For my understanding: The OpenMP state is basically a collection of chunks of data - and then the omp_algebra will distribute the chunks across the OpenMP threads? For processing each chunk one then uses the algebra S that is given to the omp_algebra as template parameter? If this is correct I think one might not even need an openmp_operation.

neapel commented 11 years ago

I've implemented a simple algebra in 1725e45ac5a41b14ae0e that just uses a random access container like std::vector or array from multiple threads, but doesn't support a dispatcher. The system function is called once from the main thread and the user needs to take care of multi-threading there.

To get to a common parallel interface I think the system function should transparently be called from multiple threads by odeint, with partial views of the state, so the user won't have to worry about parallelization, or later, MPI, it would look the same.

ddemidov commented 11 years ago

Special OpenMP state may be required in order to initialize the underlying memory properly. This is important for performance on NUMA systems: each OpenMP thread should be the first to touch its chunk of memory (see e.g. this presentation for an explanation). This should probably be handled by odeint's resizer implementation for the state.

headmyshoulder commented 11 years ago

and you don't even need a separate state type :)

On 06/14/2013 11:39 PM, neapel wrote:

I've implemented a simple algebra in 1725e45 https://github.com/BoostGSoC/odeint-v2/commit/1725e45ac5a41b14ae0e that just uses a random access container like std::vector or array from multiple threads, but doesn't support a dispatcher. The system function is called once from the main thread and the user needs to take care of multi-threading there.

To get to a common parallel interface I think the system function should transparently be called from multiple threads by odeint, with partial views of the state, so the user won't have to worry about parallelization, or later, MPI, it would look the same.

— Reply to this email directly or view it on GitHub https://github.com/BoostGSoC/odeint-v2/issues/5#issuecomment-19483134.

mariomulansky commented 11 years ago

i do think an omp state is a good idea to have more control over the parallelization. how else could you specialize the resizer if you dont have an omp state type you can specialize with.

headmyshoulder commented 11 years ago

On 17.06.2013 10:29, Mario Mulansky wrote:

i do think an omp state is a good idea to have more control over the parallelization. how else could you specialize the resizer if you dont have an omp state type you can specialize with.

Ok, you are right.
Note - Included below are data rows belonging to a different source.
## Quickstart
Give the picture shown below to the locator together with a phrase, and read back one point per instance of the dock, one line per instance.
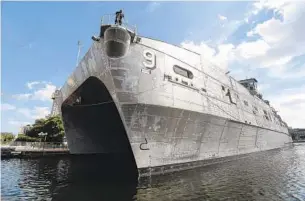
(32, 151)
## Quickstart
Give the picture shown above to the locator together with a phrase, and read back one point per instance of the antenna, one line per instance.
(248, 70)
(79, 47)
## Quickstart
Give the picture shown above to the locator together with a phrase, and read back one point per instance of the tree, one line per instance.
(53, 126)
(7, 137)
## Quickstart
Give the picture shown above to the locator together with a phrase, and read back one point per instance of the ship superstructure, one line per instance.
(162, 102)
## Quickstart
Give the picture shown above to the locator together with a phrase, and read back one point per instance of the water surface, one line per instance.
(271, 175)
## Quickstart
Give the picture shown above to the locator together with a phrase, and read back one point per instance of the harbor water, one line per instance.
(270, 175)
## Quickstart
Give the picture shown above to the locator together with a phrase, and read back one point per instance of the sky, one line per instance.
(264, 40)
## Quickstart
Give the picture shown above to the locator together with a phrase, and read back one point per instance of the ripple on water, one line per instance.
(272, 175)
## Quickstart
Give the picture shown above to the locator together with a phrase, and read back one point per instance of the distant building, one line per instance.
(297, 134)
(24, 129)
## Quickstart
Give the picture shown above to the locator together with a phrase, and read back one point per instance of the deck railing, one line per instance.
(39, 145)
(109, 19)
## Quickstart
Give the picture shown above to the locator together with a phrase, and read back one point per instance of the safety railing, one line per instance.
(109, 19)
(39, 145)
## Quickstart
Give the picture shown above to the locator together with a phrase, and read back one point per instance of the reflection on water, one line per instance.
(271, 175)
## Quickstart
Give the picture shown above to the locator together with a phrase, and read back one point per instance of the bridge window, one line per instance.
(181, 71)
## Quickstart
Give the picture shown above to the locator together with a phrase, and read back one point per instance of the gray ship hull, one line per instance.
(126, 106)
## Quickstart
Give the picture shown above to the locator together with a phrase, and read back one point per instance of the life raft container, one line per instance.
(117, 41)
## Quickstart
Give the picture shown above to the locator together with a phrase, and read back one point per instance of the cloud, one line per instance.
(272, 49)
(6, 106)
(279, 40)
(218, 57)
(31, 84)
(21, 96)
(291, 105)
(152, 6)
(18, 123)
(43, 93)
(35, 113)
(222, 18)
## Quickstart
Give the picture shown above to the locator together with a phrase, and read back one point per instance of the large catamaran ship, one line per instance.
(162, 104)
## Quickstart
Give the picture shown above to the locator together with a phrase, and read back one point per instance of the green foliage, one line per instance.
(6, 137)
(53, 126)
(24, 138)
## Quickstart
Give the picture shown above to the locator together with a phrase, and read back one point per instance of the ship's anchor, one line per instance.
(143, 144)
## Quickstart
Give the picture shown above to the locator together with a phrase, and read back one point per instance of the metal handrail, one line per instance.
(109, 19)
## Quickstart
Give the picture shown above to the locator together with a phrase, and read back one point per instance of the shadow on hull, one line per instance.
(93, 125)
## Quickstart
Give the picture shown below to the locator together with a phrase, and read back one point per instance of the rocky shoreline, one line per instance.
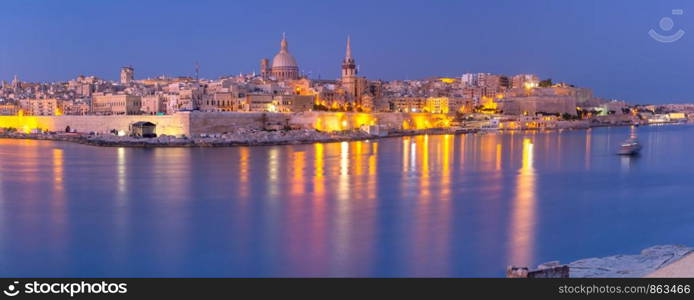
(240, 137)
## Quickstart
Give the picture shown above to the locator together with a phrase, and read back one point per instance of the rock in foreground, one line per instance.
(631, 266)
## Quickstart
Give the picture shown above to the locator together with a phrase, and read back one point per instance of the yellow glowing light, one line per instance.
(488, 105)
(530, 85)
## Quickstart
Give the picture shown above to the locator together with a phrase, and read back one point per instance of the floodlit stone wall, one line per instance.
(195, 123)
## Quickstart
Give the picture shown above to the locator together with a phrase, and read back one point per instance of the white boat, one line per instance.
(629, 147)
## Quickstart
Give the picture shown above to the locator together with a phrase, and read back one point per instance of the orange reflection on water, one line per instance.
(522, 231)
(298, 166)
(58, 169)
(273, 172)
(589, 133)
(244, 167)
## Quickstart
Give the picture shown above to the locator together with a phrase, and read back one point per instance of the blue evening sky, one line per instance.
(602, 44)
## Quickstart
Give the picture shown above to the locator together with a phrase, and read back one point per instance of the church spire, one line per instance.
(348, 52)
(283, 45)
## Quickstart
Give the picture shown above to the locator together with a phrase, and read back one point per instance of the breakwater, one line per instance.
(200, 123)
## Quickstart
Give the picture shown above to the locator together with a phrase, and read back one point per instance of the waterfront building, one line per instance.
(116, 104)
(154, 104)
(41, 107)
(436, 105)
(127, 75)
(524, 81)
(8, 109)
(75, 107)
(554, 100)
(352, 84)
(408, 104)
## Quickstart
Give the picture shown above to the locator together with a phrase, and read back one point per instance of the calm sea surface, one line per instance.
(455, 205)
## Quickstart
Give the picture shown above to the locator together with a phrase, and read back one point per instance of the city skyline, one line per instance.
(232, 41)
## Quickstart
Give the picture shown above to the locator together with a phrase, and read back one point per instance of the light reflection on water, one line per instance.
(448, 205)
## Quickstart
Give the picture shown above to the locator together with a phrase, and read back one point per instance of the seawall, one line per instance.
(195, 123)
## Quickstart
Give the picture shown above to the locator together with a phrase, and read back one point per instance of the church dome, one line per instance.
(284, 59)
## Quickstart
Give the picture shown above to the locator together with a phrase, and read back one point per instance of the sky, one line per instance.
(601, 44)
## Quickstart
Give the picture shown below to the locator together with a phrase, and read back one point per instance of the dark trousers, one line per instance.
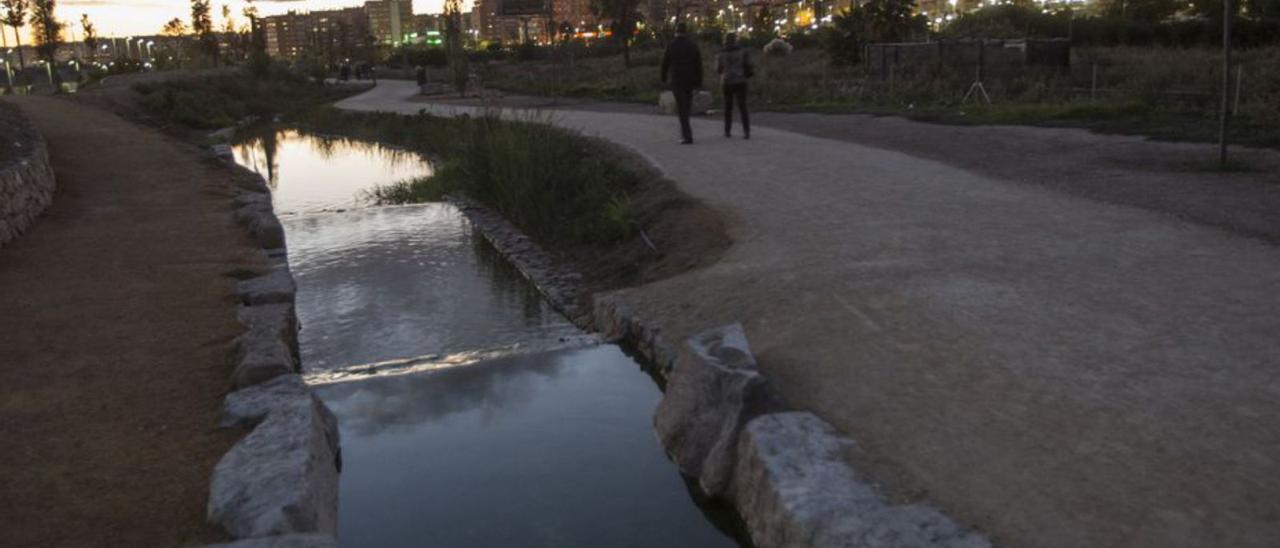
(736, 92)
(684, 104)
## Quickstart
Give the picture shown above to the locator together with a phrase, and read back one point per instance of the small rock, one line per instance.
(275, 287)
(794, 489)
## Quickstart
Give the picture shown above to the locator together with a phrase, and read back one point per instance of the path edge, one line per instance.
(726, 425)
(27, 183)
(278, 485)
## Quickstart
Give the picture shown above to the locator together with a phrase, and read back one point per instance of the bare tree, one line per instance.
(458, 69)
(624, 17)
(16, 17)
(228, 22)
(174, 27)
(90, 32)
(46, 30)
(202, 26)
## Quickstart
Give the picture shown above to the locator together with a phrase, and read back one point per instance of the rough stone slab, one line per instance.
(263, 224)
(260, 356)
(713, 391)
(616, 320)
(792, 488)
(247, 407)
(251, 182)
(274, 287)
(27, 185)
(283, 476)
(251, 197)
(298, 540)
(278, 320)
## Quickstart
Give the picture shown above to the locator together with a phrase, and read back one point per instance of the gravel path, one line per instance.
(1056, 370)
(115, 327)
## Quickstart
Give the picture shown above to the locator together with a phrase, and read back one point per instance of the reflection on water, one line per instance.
(314, 173)
(407, 282)
(471, 414)
(548, 450)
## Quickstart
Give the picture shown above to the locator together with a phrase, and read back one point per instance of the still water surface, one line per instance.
(471, 414)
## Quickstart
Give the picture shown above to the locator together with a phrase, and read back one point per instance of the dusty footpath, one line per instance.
(1060, 357)
(119, 310)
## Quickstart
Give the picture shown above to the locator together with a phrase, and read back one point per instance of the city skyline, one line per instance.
(123, 18)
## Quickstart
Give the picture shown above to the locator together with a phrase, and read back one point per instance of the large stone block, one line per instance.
(713, 391)
(794, 489)
(283, 476)
(278, 320)
(260, 356)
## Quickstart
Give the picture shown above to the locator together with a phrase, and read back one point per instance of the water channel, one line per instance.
(471, 414)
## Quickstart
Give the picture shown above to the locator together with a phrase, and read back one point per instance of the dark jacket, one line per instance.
(682, 63)
(735, 65)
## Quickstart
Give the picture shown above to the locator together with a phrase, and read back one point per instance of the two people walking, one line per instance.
(682, 68)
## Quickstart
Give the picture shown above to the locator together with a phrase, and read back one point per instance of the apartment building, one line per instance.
(391, 21)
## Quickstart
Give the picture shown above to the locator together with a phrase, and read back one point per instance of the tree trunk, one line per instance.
(21, 60)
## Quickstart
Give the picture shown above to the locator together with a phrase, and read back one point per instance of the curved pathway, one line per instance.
(117, 315)
(1054, 370)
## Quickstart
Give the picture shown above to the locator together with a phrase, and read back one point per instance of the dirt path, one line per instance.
(114, 338)
(1056, 370)
(1176, 179)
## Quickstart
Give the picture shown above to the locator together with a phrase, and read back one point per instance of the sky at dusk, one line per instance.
(146, 17)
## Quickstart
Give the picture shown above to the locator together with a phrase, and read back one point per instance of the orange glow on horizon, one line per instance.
(147, 17)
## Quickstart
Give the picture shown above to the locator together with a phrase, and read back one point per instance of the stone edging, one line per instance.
(560, 284)
(726, 425)
(26, 183)
(277, 487)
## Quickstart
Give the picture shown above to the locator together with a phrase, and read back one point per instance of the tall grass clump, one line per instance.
(549, 182)
(552, 183)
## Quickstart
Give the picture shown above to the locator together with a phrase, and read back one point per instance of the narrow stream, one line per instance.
(471, 414)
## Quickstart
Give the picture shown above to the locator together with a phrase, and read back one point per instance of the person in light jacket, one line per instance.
(735, 68)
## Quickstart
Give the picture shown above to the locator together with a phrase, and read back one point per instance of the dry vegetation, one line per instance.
(1164, 92)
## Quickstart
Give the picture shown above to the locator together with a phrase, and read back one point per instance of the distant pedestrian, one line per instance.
(734, 65)
(682, 67)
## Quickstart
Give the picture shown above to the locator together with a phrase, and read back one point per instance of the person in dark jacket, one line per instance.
(682, 68)
(735, 68)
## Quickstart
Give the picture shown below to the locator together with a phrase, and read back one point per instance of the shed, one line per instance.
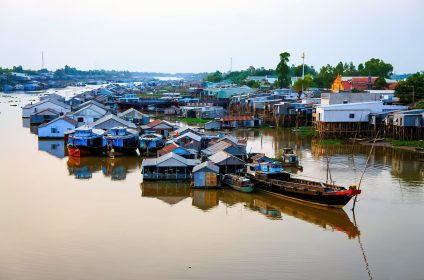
(227, 163)
(56, 128)
(206, 175)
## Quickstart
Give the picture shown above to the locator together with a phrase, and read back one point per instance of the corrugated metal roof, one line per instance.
(238, 118)
(208, 165)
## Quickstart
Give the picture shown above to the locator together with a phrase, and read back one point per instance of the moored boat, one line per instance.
(239, 183)
(283, 184)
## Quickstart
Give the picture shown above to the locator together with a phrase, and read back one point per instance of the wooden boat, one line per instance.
(85, 141)
(239, 183)
(120, 141)
(283, 184)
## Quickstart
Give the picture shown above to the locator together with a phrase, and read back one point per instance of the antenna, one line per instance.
(231, 64)
(42, 59)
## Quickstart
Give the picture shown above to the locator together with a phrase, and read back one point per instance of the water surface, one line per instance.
(93, 218)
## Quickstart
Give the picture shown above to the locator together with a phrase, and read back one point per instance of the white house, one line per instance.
(54, 104)
(109, 121)
(350, 112)
(56, 128)
(89, 114)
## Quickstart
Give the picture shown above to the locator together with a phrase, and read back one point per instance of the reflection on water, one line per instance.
(269, 206)
(53, 147)
(116, 168)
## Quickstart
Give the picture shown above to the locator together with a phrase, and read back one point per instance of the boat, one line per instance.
(285, 185)
(151, 142)
(85, 141)
(290, 159)
(239, 183)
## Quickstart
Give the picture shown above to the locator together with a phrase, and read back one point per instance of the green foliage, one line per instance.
(194, 120)
(380, 83)
(305, 83)
(411, 88)
(214, 77)
(297, 71)
(377, 67)
(283, 70)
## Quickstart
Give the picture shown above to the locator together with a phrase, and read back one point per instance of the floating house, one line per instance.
(227, 163)
(212, 125)
(190, 140)
(151, 142)
(168, 167)
(225, 146)
(56, 105)
(135, 116)
(56, 128)
(158, 127)
(121, 140)
(240, 121)
(175, 148)
(89, 114)
(206, 175)
(110, 121)
(43, 116)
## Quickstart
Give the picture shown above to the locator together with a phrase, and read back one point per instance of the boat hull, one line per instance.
(337, 199)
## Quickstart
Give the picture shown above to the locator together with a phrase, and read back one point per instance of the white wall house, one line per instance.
(56, 128)
(351, 112)
(56, 105)
(89, 114)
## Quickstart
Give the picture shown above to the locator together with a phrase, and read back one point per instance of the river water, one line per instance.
(92, 218)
I think there are possibilities with SFINAE and enable_if magix, but this might be overkill :)

— Reply to this email directly or view it on GitHub https://github.com/BoostGSoC/odeint-v2/issues/5#issuecomment-19532057.

neapel commented 11 years ago

openmp_state<T> is now an alias for std::vector<std::vector<T>>, the number of splits to create can be forced by using the normal constructors to initialize a number of elements. The actual splitting happens in odeint::copy, copying from a vector<T> to openmp_state<T> splits the data, if the openmp_state<T> has no size, the number of threads is used. Copying from openmp_state<T> to vector<T> joins the data again.